Que ce soit sur le soutien à Israël, la volonté de renverser le régime laïc en Syrie ou le nucléaire iranien, l’identité de vue sur le fond était souvent complète. M. Obama soucieux de ne pas apparaître comme un mou vis-à-vis de son concurrent a même « réaffirmé être prêt à utiliser la force, également en dernier recours contre Téhéran lors d’un discours tenu devant le puissant lobby pro-Israël Aipac. »
Mais comme l’a souligné Bruno Gollnisch si la France, la vieille Europe d’un côté et Washington de l’autre ont souvent des intérêts, géopolitiques, économiques, commerciaux divergents ,« les Américains, et pas seulement eux, sont forts de nos faiblesses, de notre refus de la puissance.

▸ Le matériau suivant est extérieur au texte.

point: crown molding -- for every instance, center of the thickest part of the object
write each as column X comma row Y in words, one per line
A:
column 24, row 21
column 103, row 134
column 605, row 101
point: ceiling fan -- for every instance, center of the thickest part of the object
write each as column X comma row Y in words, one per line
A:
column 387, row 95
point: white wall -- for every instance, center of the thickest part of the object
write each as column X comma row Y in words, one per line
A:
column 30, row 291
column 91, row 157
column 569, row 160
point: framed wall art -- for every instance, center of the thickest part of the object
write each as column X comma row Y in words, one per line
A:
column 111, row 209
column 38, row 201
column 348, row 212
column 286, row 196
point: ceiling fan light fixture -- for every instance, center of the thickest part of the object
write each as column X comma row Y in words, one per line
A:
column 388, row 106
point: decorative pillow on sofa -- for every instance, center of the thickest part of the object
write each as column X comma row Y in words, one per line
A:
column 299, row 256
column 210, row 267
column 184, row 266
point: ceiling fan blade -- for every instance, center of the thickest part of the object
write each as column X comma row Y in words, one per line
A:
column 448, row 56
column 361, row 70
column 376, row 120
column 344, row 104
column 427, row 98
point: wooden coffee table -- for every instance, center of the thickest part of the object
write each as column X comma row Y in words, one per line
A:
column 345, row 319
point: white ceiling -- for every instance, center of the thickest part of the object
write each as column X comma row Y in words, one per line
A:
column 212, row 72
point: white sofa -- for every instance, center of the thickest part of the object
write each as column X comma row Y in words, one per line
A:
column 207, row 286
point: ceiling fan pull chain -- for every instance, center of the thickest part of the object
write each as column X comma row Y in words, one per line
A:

Il faut en vouloir aux politiques français et européens de ne pas assez défendre leurs intérêts face aux Etats-Unis et non blâmer les Américains de lutter pour sauvegarder les leurs !»
En politique intérieure, les observateurs de la société américaine ne peuvent que constater la paupérisation accélérée des classes sociales les plus fragiles depuis la crise de 2008, mais aussi d’une partie de la classe moyenne. Quant à la ghettoïsation du pays sur une base raciale, elle ne se dément pas.
A titre d’exemple, dans les quartiers sud de Chicago, peuplés à 90% d’afro-américains, ville actuellement dirigée par l’ ancien directeur de cabinet à la Maison Blanche du président américain, le très belliciste Rham Emanuel, ville où M. Obama a commencé sa carrière politique et où son QG de campagne attendait le verdict des urnes, le nombre d’homicides a augmenté de 40 % au cours du premier semestre 2012. On dénombre dans la cité d’Al Capone et troisième plus grande ville des Etats-Unis, plus de morts par balles dans les affrontements entre gangs que de soldats américains tués en Afghanistan par les Talibans….
Les enquêtes d’opinion montrent cependant que les votes des minorités ethniques ont été encore largement acquis au président sortant. Lors de l’élection présidentielle de 2008, si une minorité très conséquente des blancs avait voté pour le candidat démocrate (44% pour Obama contre 55% pour le républicain John Mc Cain), 62% des Asiatiques, 67% des hispaniques, 95% des afro-américains avaient voté Obama. Les mêmes pourcentages, quasi identiques, se sont retrouvés à cette élection.
L’avocat Gilles-William Goldnadel le relatait le 7 septembre dernier sur l’antenne de RMC, « que cela plaise ou non, qu’on le veuille ou non l’Amérique de Romney c’est l’Amérique blanche et l’Amérique d’Obama elle est noire et latino. De ce point de vue c’est une très grande défaite pour la philosophie américaine de manière générale » et « en France on suit le triste exemple des Etats-Unis » a-t-il ajouté.
La théorie-philosophie du melting pot a certes beaucoup de plomb dans l’aile, mais ce n’est pas un scoop depuis déjà longtemps des deux côtés de l’Atlantique.